His wife began to get suspicious of these many trips to the barn.
One day after her husband left, she searched the barn and found the mirror.
As she looked into the glass, she fumed, “So that’s the ugly bitch he’s runnin’ around with.”
I laughed. So did you I’m sure. But this email from a friend was part of a discussion I’ve been having with people about how our thoughts, how our outer reality is just a reflection of what’s happening inside us. Psychologists call it “projection.” Are you calling someone annoying? What is it that makes it annoying really? Is it something that you do yourself?
Byron Katie speaks to this topic in “The work.”
And while this may all seem like it has nothing to do with triiibes or tribes, it has everything to do with triiibes. Because the stories we tell about others may really be the stories we’re telling about ourselves. I don’t believe in the absolute mirror theory, but I do believe that our THOUGHTS about things rather than the FACTS about them, impact our business, our clients, our communication.
How?
Well, in the past week three new clients have come to me with new business and I’ve turned them down – even though I could really use the work right now. Why did I turn them down? One refused to pay my rate, even though he could afford it – but his last web designer “ripped him off,” and never finished the website and charged him $2,000 and he got screwed. I told him I was sorry that happened, but that I was not that designer. I offered to break down the work in segments and get paid only after he was satisfied at each stage. His solution was to pay me $300 for a $2,000 website. I declined.
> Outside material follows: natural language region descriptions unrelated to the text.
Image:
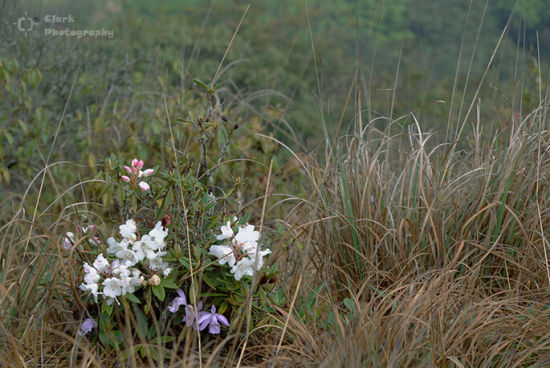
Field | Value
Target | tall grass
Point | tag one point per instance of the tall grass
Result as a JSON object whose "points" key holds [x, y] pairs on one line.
{"points": [[394, 250]]}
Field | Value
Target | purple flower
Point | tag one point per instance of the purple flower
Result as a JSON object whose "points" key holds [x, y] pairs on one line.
{"points": [[213, 320], [179, 301], [191, 316], [86, 327]]}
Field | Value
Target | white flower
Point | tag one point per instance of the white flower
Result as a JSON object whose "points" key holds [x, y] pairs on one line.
{"points": [[112, 287], [158, 234], [128, 230], [91, 276], [242, 268], [247, 234], [114, 246], [227, 232], [224, 253], [127, 256], [261, 255], [93, 288]]}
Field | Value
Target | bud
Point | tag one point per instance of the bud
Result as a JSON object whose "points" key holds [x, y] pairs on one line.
{"points": [[154, 280]]}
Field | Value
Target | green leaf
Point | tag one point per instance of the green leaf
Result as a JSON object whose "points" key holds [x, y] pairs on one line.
{"points": [[141, 321], [133, 298], [168, 284], [159, 292]]}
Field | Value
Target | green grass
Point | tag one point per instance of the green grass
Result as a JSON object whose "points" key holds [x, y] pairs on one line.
{"points": [[392, 246]]}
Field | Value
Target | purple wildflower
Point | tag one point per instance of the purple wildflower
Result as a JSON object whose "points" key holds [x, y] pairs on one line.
{"points": [[191, 316], [179, 301], [86, 327], [213, 320]]}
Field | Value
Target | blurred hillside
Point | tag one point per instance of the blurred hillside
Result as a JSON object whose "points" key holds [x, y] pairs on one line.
{"points": [[273, 71]]}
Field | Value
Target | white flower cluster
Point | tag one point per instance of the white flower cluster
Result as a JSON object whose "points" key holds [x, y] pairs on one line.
{"points": [[122, 276], [149, 248], [242, 253]]}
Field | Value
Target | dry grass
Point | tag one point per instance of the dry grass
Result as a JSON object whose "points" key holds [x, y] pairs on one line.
{"points": [[409, 257]]}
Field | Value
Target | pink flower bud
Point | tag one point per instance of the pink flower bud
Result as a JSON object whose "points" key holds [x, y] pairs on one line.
{"points": [[147, 172]]}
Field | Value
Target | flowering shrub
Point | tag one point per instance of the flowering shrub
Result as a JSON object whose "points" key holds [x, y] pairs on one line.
{"points": [[136, 174], [146, 267], [242, 253]]}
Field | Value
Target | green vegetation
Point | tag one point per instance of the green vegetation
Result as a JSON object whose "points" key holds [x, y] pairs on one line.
{"points": [[392, 155]]}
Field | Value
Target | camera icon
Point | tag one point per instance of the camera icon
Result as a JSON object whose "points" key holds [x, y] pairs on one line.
{"points": [[26, 24]]}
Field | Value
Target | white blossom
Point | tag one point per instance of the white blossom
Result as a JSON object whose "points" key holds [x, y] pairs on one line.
{"points": [[227, 232], [242, 268], [225, 254]]}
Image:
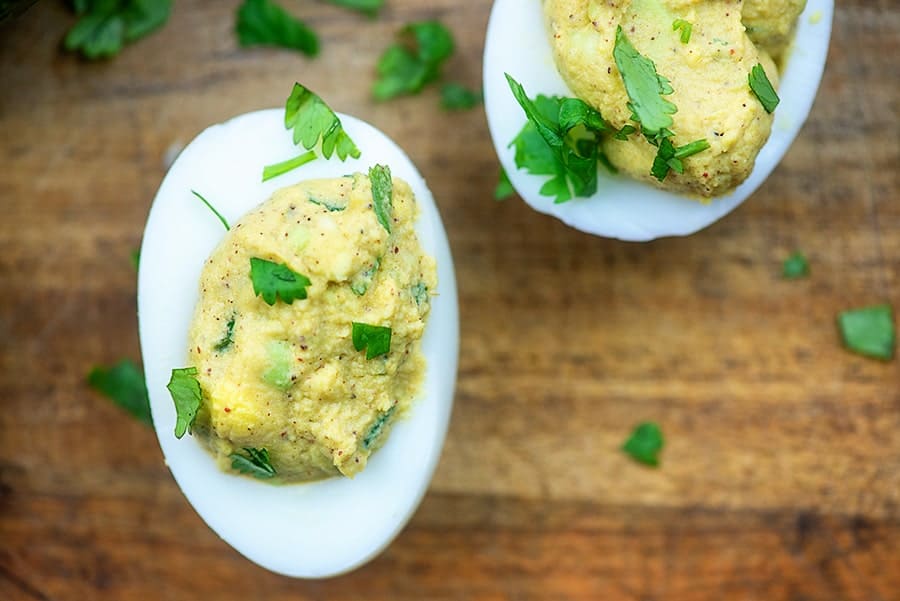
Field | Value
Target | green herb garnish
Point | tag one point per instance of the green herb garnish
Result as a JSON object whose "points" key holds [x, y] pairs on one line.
{"points": [[124, 385], [105, 26], [376, 340], [185, 391], [456, 97], [645, 444], [869, 331], [762, 88], [415, 61], [264, 23], [212, 208], [277, 280], [560, 139], [685, 28], [256, 463], [795, 267], [382, 194], [645, 87]]}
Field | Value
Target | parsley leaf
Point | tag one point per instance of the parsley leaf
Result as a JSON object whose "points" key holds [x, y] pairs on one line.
{"points": [[869, 331], [762, 88], [124, 385], [795, 267], [382, 194], [645, 444], [277, 280], [456, 97], [645, 87], [415, 61], [213, 209], [186, 394], [256, 463], [369, 7], [560, 139], [685, 28], [504, 187], [264, 23], [375, 339], [105, 26]]}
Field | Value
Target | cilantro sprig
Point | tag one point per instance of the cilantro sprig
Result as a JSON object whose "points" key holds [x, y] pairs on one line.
{"points": [[276, 280]]}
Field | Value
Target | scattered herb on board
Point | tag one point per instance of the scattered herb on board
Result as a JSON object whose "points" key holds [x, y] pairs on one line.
{"points": [[685, 28], [265, 23], [376, 340], [560, 139], [762, 88], [276, 280], [414, 61], [186, 394], [256, 463], [645, 444], [869, 331], [382, 194], [124, 385], [457, 97], [105, 26], [795, 267], [212, 208]]}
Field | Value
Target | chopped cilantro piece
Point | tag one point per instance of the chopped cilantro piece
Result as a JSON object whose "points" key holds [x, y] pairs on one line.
{"points": [[186, 394], [456, 97], [382, 194], [795, 267], [762, 88], [124, 385], [869, 331], [645, 444], [376, 340], [105, 26], [277, 280], [415, 61], [504, 187], [212, 208], [256, 463], [264, 23], [645, 87], [685, 28]]}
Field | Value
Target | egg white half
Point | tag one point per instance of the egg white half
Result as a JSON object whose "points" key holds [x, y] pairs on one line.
{"points": [[309, 530], [623, 208]]}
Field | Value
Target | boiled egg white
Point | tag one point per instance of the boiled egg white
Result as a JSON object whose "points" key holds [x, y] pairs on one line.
{"points": [[623, 208], [308, 530]]}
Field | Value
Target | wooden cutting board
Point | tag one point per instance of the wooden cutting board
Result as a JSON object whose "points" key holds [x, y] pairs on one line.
{"points": [[780, 480]]}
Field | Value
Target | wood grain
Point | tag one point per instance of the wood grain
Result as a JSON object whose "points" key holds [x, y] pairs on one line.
{"points": [[781, 476]]}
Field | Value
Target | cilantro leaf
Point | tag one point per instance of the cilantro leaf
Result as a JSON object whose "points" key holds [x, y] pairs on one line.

He was angry at his last designer and I knew I would end up taking the brunt of his anger and that didn’t work for me. He didn’t respect me or even want to give me a chance at proving that not all designers were rip-offs.
Another would-be client wanted a brochure. Simple enough. But his competition made fun of his last design, so he wanted me to figure out a way to create a design THEY would respect. Huh? Think of the Microsoft/Apple pissing contests. Same thing. I don’t want to be designing for a company that would NEVER admit the design was cool even if they thought so. We had “the talk” about being his own man and setting the standard, not following someone else. He wanted to pay for ONE FINAL design, but not all it would take to get there. I turned him down too.
A fairly well-known copy-writer came to me and asked me to write an ebook for them and then “split the profit.” I’d do 80% of the work – they’d handle all the money, create the landing page, and then eventually sell the site and take 2/3’s of the sale. For an “up-and-coming” writer like me – they said, “It’s a great deal.” No it wasn’t. We’re not talking thousands or hundreds of thousands of dollars here. He was talking hundreds….as in, less than $1,000. I didn’t laugh in his face, but wish I had. In the past he’s offered me $5 per hour to rewrite his articles. No respect there for me.
My initial thoughts were: What is wrong with ME that I attract these people? Then I wondered if the “mirror” was about me not respecting myself enough and attracting people who didn’t respect me, and on and on and on!! The friend who sent me the hill-billy story said, “You’re not the problem – it’s the STORY you’re telling yourself about what YOU see in the mirror that’s the problem.”
So – the moral of the story – stop trying to figure out what the mirror is “saying” and start looking at the story YOU’RE telling about what you see IN the mirror. It’s the STORY you tell about what you see that matters most….THAT will determine your feelings, and from your feelings will come your actions. Look closely. What do you see?